Comfort break officially over.

Julia inched away. "I don't cry."

Zach held firm. "I know."

Maybe she could stay another minute. "I won't cry now."

"Of course not."

"Life's all about attitude." Since she'd already tossed control to the wind for the moment, Julia allowed her fingers the pleasure of exploring the rough texture along his hairline, bristly hair trimmed short into a tapered military cut. "Crying doesn't fix anything but smiles can move mountains."

Or this man could, by sheer force of his will.

Zach didn't speak, his silent acceptance of her need to vent wearing down her resistance more than a thousand platitudes.

"I probably just need a good night's sleep."

"Babies have a way of making that tough."

Julia pulled free and tried to ignore the urge to climb back into his arms. "No, Patrick's not any trouble. He's such an easy baby, eats and sleeps most of the time. Sure, he has his moments, like when he doesn't want his feet uncovered. But he's such a blessing."

Zach nodded. "Yes, ma'am, he is."

"It's just..." Her restless hands landed on a poofy bear that had spilled from the diaper bag. Her thumb stroked a silky patch, soft like Patrick's tiny hands. "He demands so little but needs so much from me. I want his life to be normal, except I know I have to face reality too. He has some practical needs beyond what other mothers expect from their babies for the first year."

"Like what?"

She hesitated. Would he try to be there for those too? The man already had stretched his time paper-thin with his own life.


His tone left no room for argument, not that it really mattered. She knew well enough already that if she didn't tell him, he would find out anyway.

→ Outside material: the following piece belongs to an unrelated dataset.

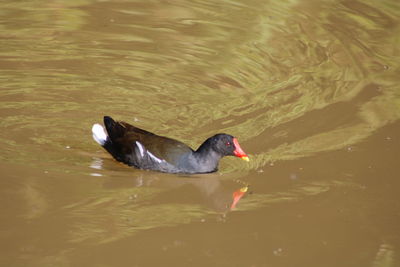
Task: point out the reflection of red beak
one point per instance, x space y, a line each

"Early intervention is important. Patrick's educational program calls for more than just talking myself hoarse to stimulate language. The appointments are mind-boggling, physical therapy, occupational therapy, along with the pediatric speech therapist. Zach, he probably won't walk until around twenty-four months. And then there's learning to talk, to feed himself, dress himself, so many milestones other parents expect to pass with ease."

Her thumb stroked comfort from the silky toy like a talisman. "This first year is crucial for helping Patrick reach his full potential."

She held up a hand to stop Zach from saying something that would launch her into another teary moment—and right back against that perfect chest.

"I know, Zach. I know. I'm really lucky."

He braced his forearm on the doorframe and leaned his head against it, sealing off the opening with his shoulders. Somehow he sealed off the rest of the world too until all she could see was Zach, his chest and those chocolate eyes that melted over her with warmth, comfort and damn it yes, excitement.

"Lady, from where I'm looking, you've had a helluva year," he drawled. "You've lost your husband. Had a baby alone. And now you have some very real concerns for your kid.